Throughout my lifetime, I have watched upsets and surprises occur on many fields of play including sports, business, politics and all forms of competition. No one ever stays on top forever! Last night, I was reminded once again, rather dramatically of this phenomenon, as I watched the Wake Forest football team totally dominate Florida State on the field of play, winning the game 30-0. While this may sound like just another football score, it was anything but that! Let's take a closer look at this event and why everyone MUST respect their competitors.
Wake Forest has never been known for their prowess on the football field. This is a rather small university of 6700 students. Their football team has only had 11 winning season since 1953 and have only appeared in 3 post season bowl games, usually reserved for teams that win at least 6 games in a season. They went into last night's game against Florida State ranked number 18th; their first top 20 ranking ever. Even though they were playing a rather poor un-ranked 5-4 Florida State team, the odd-makers still expected Wake to lose by 8 to 12 points.
On the other hand, Florida State is coached by Bobby Bowden, who currently holds the record for the most Division 1A wins (364) in football history. Florida State has 40,400 students and a 31 year history of beating up on weaker teams like Wake Forrest during their regular seasons. The last time Wake Forest beat Florida State in Tallahassee was 1959 by a two point margin of 22-20. Florida State has beat Wake Forrest in Tallahassee by at least 36 points in each home game during Bowden's 31 seasons at the helm. To say the least, regardless of Wake's success this year, no one gave them any respect! And what a mistake that was last night.
Wake Forest came to Tallahassee to win. They were well coached, totally prepared and executed with precision. They created opportunities on defense and cashed in on them with points. The Florida State fans, the media and especially the team members were stunned. They shut out a Bobby Bowden coached Florida State team at home for the first time in history. I guarantee that Virginia Tech, the next team on Wake's schedule will not take them for granted.
This scenario plays out at businesses daily around the world. K-Mart and Sears had little respect for Sam Walton in the early days of Walmart. They didn't consider Sam Walton a threat when they were the giants in retailing. K-Mart and Sears merged recently and the combined company is doing 53 billion in sales annually. Walmart's annually sales are 329 Billion. As a combined company, K-Mart and Sears are smaller than they were twenty years ago. They both went through a great deal of turmoil, including bankruptcy at K-Mart, by not respecting Walmart as a viable competitor.
In business just as in sports, you can't take any competitor for granted. Businesses large and small tend to hate their competitors. They usually don't see their small competitor gaining ground on them until late in the game. Everyone needs to respect and study their competitors as well as they study their customers. The same holds true for politics. Just ask those politicians who ran against George W. Bush for office. Or look at the recent mid-term elections where the Democrats ousted many incumbents in the House of Representatives, the Senate, and in the capitals of many states for governorship's. No one can sit on their high horses forever. There's always someone just a little hungrier with more energy and a better plan, ready to execute better and unseat their opponents on all fields of play.
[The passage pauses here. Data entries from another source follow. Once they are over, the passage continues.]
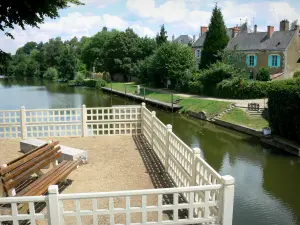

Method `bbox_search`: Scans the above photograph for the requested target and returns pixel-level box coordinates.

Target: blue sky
[0,0,300,53]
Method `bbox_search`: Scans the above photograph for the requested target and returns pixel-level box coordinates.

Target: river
[0,79,300,225]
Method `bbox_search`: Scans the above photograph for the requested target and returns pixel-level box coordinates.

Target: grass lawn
[179,98,231,117]
[221,108,269,130]
[107,82,231,117]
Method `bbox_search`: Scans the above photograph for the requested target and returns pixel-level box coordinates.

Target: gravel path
[0,136,172,225]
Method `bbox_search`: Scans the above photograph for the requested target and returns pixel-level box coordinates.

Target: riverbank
[102,83,300,156]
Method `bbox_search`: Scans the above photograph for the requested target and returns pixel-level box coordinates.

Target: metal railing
[0,103,234,225]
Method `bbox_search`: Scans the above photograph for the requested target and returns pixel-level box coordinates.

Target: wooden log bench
[0,141,82,198]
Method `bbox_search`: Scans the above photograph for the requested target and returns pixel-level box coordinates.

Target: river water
[0,79,300,225]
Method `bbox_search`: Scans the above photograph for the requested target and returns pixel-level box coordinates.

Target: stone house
[193,20,300,79]
[227,20,300,79]
[172,35,196,45]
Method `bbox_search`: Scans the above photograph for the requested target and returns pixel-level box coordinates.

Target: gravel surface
[0,136,173,225]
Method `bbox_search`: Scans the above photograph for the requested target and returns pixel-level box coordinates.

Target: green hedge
[268,84,300,143]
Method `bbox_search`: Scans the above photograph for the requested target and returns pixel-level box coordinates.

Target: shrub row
[268,84,300,143]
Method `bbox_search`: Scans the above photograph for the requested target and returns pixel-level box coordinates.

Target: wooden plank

As a businessperson, I always studied my competitor's strengths and weaknesses. I wanted to know my competitor's strengths before my good clients found out. And then do everything possible to make sure we were stronger in the areas that really mattered to our clients. The same holds true if I want to play a tennis match. I want to know my competitors and direct my shots to their weak side. You don't have to be bigger or stronger to win in any contest. You do have to know who you are up against and prepare accordingly; then execute well to win.
Emmitt Smith is currently showing television viewers that hard work; dedicated practice; preparedness; and respect for your competition is just as important in a dance contest as it was on the football field. He recently advanced to the semi-finals on the live TV show "Dancing with the Stars." He did not have the skill or talent that other contestants had in the beginning of the contest. Yet each week he advanced in the competition, using the same work ethic he used to break so many football records at the University of Florida and then the NFL. He holds the coveted title as the leading rusher in the NFL with 18,355 yards. We can all learn from Emmitt. He doesn't take any detail for granted. He invests whatever time necessary to prepare, practice and be ready to compete with whatever opponent he's up against. He knows not to take any competitor for granted. That's a Hall Of Fame Mentality that works. Always Respect Your Competitors!